简体   繁体   English

将文件映射到RAM的最佳方法?

[英]Optimal method to mmap a file to RAM?

I am using mmap to read a file and I only recently found out that it is not actually getting it into RAM, but is only creating a virtual address space for it. 我正在使用mmap读取文件,最近才发现它实际上并没有将其放入RAM,而只是为其创建了虚拟地址空间。 This will cause any accessing of the data to still use disk which I want to avoid, so I want to read it all into RAM. 这将导致对数据的任何访问仍然使用我要避免的磁盘,因此我希望将其全部读取到RAM中。

I am reading the file via: 我正在通过以下方式读取文件:

char* cs_virt;
cs_virt = (char*)mmap(0, nchars, PROT_READ, MAP_PRIVATE, finp, offset);

and when I loop after this, I see that the virtual memory for this process has, indeed, been blown up. 当我循环之后,我发现用于此过程的虚拟内存确实已被炸毁。 I want to copy this into RAM, though, so I do the following: 不过,我要将其复制到RAM中,因此请执行以下操作:

char* cs_virt;
cs_virt = (char*)mmap(0, nchars, PROT_READ, MAP_PRIVATE, finp, offset);
cs = (char*)malloc(nchars*sizeof(char));
for(int ichar = 0; ichar < nchars; ichar++) {
    cs[ichar] = cs_virt[ichar]; 
}

Is this the best method? 这是最好的方法吗? If not, what is a more efficient method to do this? 如果没有,什么是更有效的方法? I have this taking place in a function and cs is declared outside the function. 我发生在函数中,并且cs在函数外部声明。 Once I exit the function, I will retain cs , but will cs_virt need to be deleting or will it go away on it's own since it is declared locally in the function? 退出函数后,我将保留cs ,但是cs_virt是否需要删除,或者因为它在函数中本地声明,它是否会自行消失?

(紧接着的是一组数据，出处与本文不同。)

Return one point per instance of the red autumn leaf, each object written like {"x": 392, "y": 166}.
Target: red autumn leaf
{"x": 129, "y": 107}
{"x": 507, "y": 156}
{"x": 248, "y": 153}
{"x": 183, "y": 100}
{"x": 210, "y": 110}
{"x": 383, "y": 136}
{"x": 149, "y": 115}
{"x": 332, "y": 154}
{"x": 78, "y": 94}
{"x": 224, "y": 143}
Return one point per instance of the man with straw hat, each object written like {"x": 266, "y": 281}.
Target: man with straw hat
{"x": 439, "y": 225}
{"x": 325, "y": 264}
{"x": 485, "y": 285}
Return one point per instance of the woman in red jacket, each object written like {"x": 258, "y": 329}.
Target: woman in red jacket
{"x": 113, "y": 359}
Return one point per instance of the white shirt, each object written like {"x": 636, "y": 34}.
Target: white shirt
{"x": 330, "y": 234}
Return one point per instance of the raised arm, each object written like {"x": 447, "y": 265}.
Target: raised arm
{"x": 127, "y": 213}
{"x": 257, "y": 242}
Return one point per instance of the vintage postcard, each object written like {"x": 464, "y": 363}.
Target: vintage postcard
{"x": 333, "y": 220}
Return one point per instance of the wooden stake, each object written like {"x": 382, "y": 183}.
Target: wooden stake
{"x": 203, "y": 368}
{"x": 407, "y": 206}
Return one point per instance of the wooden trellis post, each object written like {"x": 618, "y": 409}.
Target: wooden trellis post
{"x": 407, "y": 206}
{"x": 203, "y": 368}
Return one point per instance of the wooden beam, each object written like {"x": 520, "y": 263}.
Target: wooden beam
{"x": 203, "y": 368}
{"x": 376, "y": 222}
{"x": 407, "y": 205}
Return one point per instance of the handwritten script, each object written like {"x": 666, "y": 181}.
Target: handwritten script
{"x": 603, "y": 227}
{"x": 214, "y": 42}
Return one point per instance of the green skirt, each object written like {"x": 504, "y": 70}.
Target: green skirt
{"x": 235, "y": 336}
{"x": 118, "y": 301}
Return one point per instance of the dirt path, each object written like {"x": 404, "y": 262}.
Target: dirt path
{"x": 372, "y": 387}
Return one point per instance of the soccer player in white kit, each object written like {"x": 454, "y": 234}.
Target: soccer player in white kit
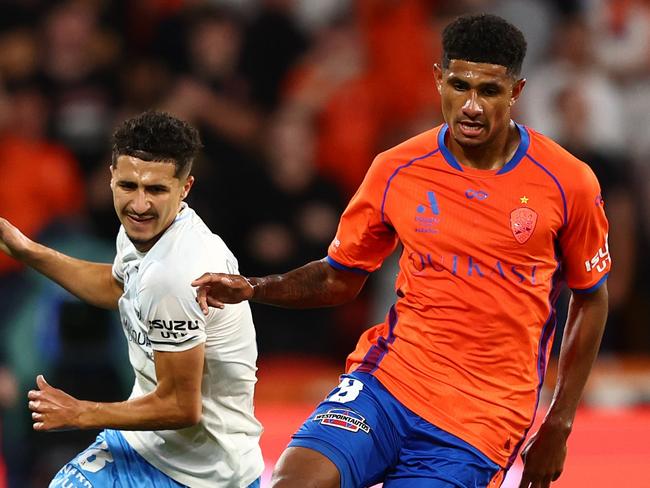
{"x": 189, "y": 420}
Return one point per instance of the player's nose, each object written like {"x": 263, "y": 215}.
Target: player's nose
{"x": 140, "y": 203}
{"x": 472, "y": 106}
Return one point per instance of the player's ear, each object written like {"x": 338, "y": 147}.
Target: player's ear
{"x": 517, "y": 88}
{"x": 437, "y": 76}
{"x": 187, "y": 186}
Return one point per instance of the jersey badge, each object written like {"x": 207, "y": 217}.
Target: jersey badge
{"x": 343, "y": 418}
{"x": 522, "y": 223}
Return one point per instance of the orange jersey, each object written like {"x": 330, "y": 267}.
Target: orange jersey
{"x": 485, "y": 254}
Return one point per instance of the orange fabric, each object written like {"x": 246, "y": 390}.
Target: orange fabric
{"x": 466, "y": 344}
{"x": 40, "y": 181}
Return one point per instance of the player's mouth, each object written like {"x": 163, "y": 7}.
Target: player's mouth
{"x": 470, "y": 128}
{"x": 140, "y": 220}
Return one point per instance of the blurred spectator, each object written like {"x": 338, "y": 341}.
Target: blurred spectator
{"x": 77, "y": 75}
{"x": 18, "y": 55}
{"x": 571, "y": 65}
{"x": 214, "y": 95}
{"x": 331, "y": 84}
{"x": 41, "y": 180}
{"x": 272, "y": 44}
{"x": 362, "y": 89}
{"x": 613, "y": 171}
{"x": 292, "y": 215}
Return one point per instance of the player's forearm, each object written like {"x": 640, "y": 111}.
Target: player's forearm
{"x": 91, "y": 282}
{"x": 148, "y": 412}
{"x": 582, "y": 336}
{"x": 310, "y": 286}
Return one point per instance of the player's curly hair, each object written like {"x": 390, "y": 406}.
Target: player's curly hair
{"x": 484, "y": 38}
{"x": 157, "y": 136}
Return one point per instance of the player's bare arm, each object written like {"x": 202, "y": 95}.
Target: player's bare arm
{"x": 174, "y": 404}
{"x": 316, "y": 284}
{"x": 545, "y": 452}
{"x": 91, "y": 282}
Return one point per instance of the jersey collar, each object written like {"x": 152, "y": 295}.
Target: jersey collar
{"x": 509, "y": 166}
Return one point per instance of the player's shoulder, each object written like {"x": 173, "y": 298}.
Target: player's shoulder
{"x": 187, "y": 252}
{"x": 570, "y": 172}
{"x": 417, "y": 147}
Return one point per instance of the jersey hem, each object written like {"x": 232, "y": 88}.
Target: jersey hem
{"x": 591, "y": 289}
{"x": 336, "y": 265}
{"x": 175, "y": 475}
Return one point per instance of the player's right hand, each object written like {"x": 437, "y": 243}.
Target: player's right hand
{"x": 217, "y": 289}
{"x": 12, "y": 241}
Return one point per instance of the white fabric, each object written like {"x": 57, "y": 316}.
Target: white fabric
{"x": 159, "y": 312}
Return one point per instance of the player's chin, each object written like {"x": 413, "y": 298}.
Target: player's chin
{"x": 139, "y": 238}
{"x": 471, "y": 142}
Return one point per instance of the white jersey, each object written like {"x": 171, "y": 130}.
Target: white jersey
{"x": 159, "y": 312}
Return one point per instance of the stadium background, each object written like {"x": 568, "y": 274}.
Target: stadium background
{"x": 293, "y": 99}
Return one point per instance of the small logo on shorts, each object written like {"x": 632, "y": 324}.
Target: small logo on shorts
{"x": 343, "y": 419}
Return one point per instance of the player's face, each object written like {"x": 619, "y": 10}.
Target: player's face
{"x": 476, "y": 100}
{"x": 147, "y": 197}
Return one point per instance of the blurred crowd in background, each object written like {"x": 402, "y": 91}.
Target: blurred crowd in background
{"x": 293, "y": 99}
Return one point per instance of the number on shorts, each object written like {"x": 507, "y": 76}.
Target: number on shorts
{"x": 100, "y": 456}
{"x": 349, "y": 389}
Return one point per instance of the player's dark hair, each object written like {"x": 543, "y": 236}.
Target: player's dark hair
{"x": 160, "y": 137}
{"x": 484, "y": 38}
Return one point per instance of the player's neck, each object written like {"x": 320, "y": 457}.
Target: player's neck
{"x": 490, "y": 156}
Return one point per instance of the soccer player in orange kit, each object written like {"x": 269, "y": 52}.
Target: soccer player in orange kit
{"x": 493, "y": 218}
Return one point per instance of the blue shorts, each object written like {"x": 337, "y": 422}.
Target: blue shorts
{"x": 111, "y": 462}
{"x": 371, "y": 437}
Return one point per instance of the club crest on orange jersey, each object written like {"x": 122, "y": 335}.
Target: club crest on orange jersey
{"x": 522, "y": 223}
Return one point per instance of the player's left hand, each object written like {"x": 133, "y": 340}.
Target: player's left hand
{"x": 543, "y": 457}
{"x": 52, "y": 409}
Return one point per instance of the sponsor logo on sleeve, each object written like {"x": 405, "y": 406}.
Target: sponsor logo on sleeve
{"x": 600, "y": 260}
{"x": 343, "y": 418}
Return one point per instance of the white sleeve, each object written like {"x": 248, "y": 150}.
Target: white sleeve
{"x": 175, "y": 321}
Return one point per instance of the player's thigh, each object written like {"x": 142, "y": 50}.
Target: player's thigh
{"x": 410, "y": 482}
{"x": 110, "y": 461}
{"x": 355, "y": 428}
{"x": 434, "y": 458}
{"x": 300, "y": 467}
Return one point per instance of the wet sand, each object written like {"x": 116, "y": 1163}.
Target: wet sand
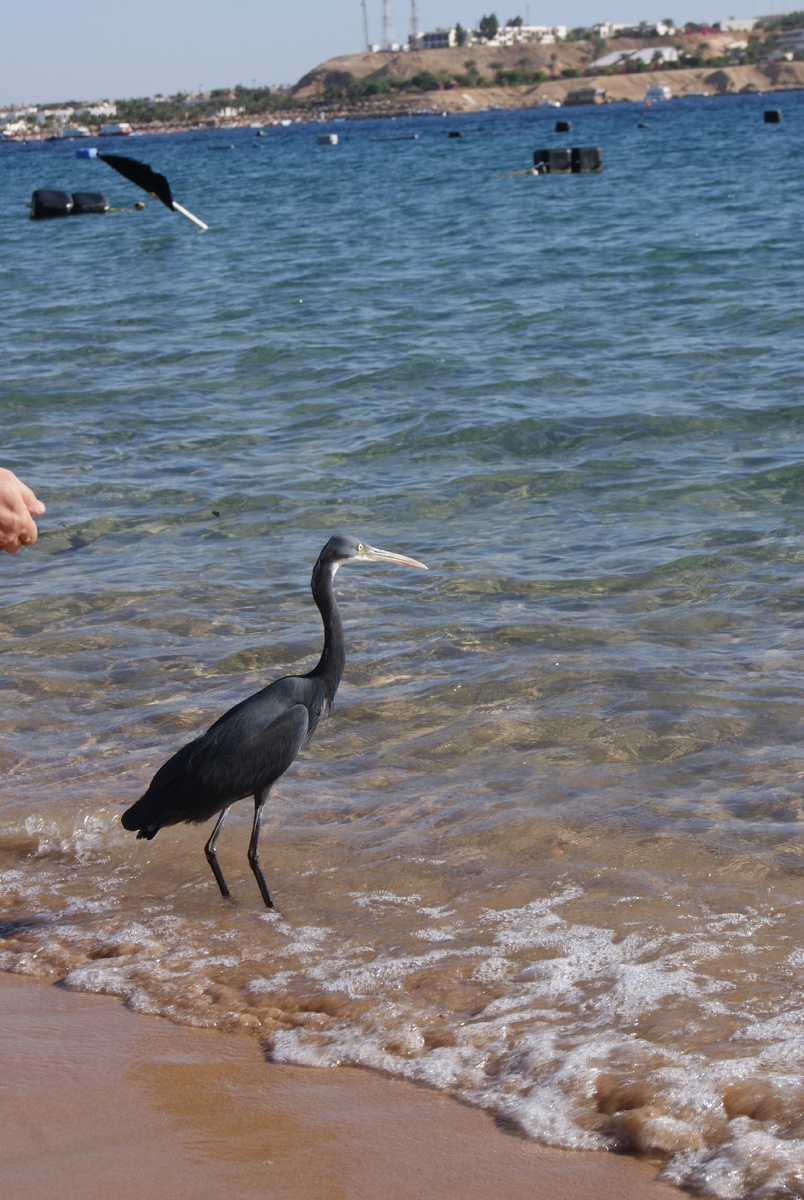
{"x": 97, "y": 1102}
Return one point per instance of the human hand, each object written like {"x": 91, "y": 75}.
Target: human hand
{"x": 18, "y": 507}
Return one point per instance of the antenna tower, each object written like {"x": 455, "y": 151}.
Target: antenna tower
{"x": 414, "y": 27}
{"x": 388, "y": 25}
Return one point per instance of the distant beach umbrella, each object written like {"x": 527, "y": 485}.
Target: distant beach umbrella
{"x": 150, "y": 181}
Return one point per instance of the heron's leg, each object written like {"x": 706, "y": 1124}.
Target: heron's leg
{"x": 253, "y": 851}
{"x": 211, "y": 857}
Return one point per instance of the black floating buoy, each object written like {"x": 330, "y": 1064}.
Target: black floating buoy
{"x": 564, "y": 161}
{"x": 46, "y": 203}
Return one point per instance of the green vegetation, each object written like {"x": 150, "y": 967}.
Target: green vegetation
{"x": 247, "y": 101}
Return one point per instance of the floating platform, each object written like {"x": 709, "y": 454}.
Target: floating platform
{"x": 568, "y": 161}
{"x": 48, "y": 203}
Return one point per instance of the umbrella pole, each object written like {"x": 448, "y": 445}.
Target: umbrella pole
{"x": 189, "y": 215}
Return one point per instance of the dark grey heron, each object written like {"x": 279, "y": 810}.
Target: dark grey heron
{"x": 246, "y": 750}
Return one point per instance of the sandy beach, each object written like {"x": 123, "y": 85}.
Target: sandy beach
{"x": 100, "y": 1102}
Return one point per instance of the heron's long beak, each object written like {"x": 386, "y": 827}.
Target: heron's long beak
{"x": 388, "y": 556}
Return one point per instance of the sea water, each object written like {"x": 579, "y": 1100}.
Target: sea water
{"x": 547, "y": 852}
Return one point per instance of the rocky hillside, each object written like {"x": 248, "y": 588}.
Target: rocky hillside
{"x": 563, "y": 67}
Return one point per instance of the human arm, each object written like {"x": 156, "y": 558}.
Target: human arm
{"x": 18, "y": 507}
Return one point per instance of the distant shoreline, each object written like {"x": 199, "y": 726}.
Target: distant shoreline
{"x": 683, "y": 83}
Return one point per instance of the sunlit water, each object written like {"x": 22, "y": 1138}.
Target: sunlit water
{"x": 547, "y": 852}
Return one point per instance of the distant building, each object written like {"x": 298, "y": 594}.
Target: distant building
{"x": 739, "y": 25}
{"x": 652, "y": 55}
{"x": 439, "y": 40}
{"x": 517, "y": 35}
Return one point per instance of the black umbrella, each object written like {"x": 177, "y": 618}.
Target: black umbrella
{"x": 149, "y": 180}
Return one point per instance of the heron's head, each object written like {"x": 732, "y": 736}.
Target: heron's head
{"x": 342, "y": 549}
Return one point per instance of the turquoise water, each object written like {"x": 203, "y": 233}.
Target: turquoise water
{"x": 547, "y": 851}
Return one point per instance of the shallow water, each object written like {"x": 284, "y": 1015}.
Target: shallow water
{"x": 547, "y": 851}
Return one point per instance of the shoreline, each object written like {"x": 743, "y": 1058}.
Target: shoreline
{"x": 702, "y": 82}
{"x": 100, "y": 1101}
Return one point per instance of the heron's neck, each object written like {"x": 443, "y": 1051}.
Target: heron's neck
{"x": 330, "y": 665}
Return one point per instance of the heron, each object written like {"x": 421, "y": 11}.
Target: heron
{"x": 247, "y": 749}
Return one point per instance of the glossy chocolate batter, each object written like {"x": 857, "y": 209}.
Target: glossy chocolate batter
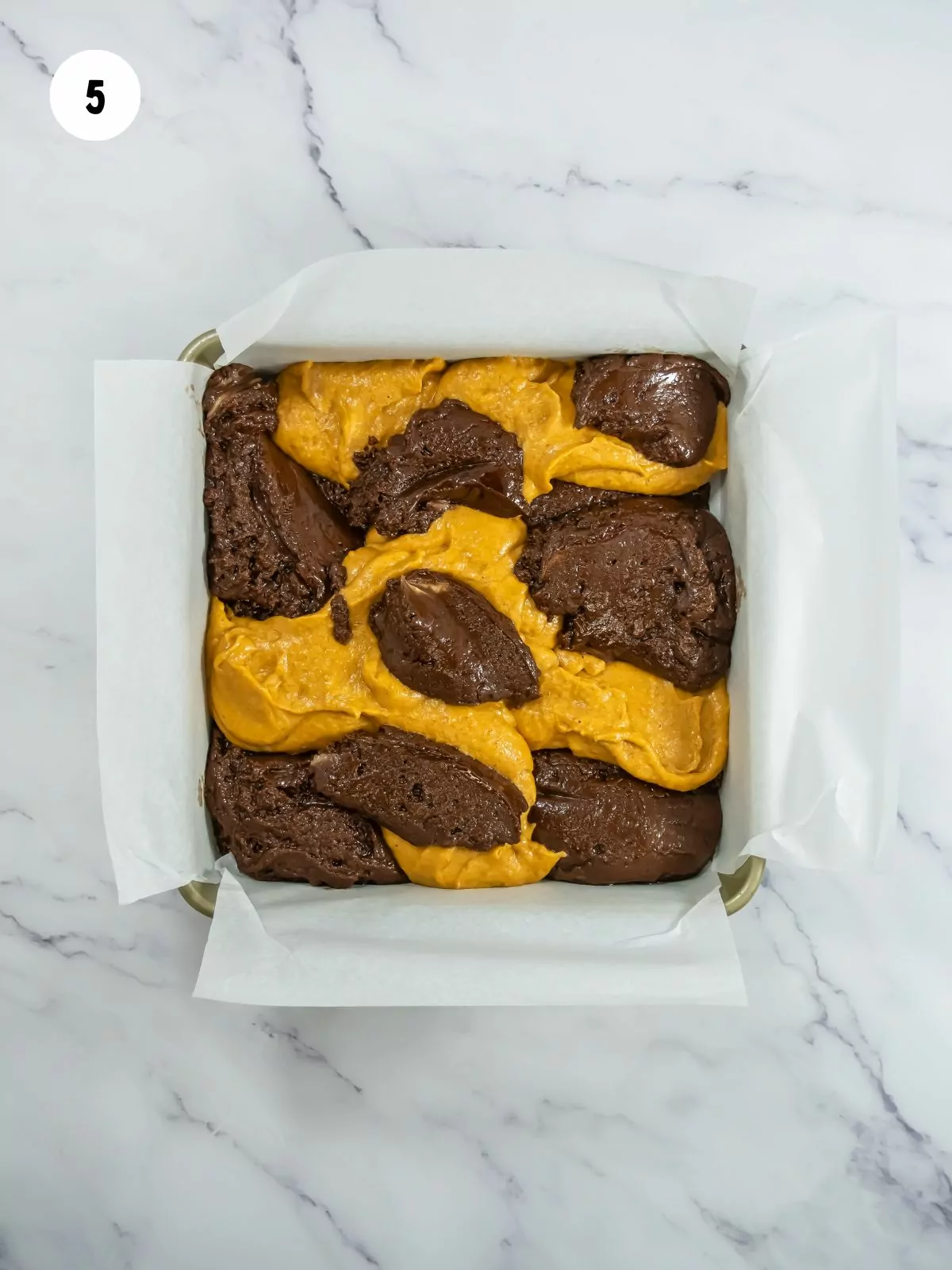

If you are using Linux, you may be able to use MAP_POPULATE : 如果您使用的是Linux,则可以使用MAP_POPULATE

MAP_POPULATE (since Linux 2.5.46) MAP_POPULATE (从Linux 2.5.46开始)
Populate (prefault) page tables for a mapping. 填充(故障前)页表以进行映射。 For a file mapping, this causes read-ahead on the file. 对于文件映射,这将导致文件上的预读。 Later accesses to the mapping will not be blocked by page faults. 页面错误不会阻止以后对映射的访问。 MAP_POPULATE is supported for private mappings only since Linux 2.6.23. MAP_POPULATE Linux 2.6.23开始,专用映射才支持MAP_POPULATE

This may be useful if you have time to spare when you mmap() but your later accesses need to be responsive. 如果您在mmap()时有时间空闲,但是以后的访问需要响应,则这可能很有用。 Consider also MAP_LOCKED if you really need the file to be mapped in and never swapped back out. 如果您确实需要将文件映射到并且永不换回,请考虑MAP_LOCKED

MPI and I/O is a murky issue. MPI和I / O是一个模糊的问题。 HDF5 seems to be the most common library that can help you with that, but it often needs tuning for the particular cluster, which is often impossible for mere users of the cluster. HDF5似乎是最常见的库,可以帮助您解决此问题,但是它通常需要针对特定​​集群进行调优,而对于单纯的集群用户而言,这通常是不可能的。 A colleague of mine had better success with SIONlib , and was able to get his code working on nearly 1e6 cores on JUGENE with that, so I'd have look at that. 我的一个同事在SIONlib上取得了更好的成功,并且能够使他的代码在JUGENE上的近1e6内核上运行,因此,我来​​看看。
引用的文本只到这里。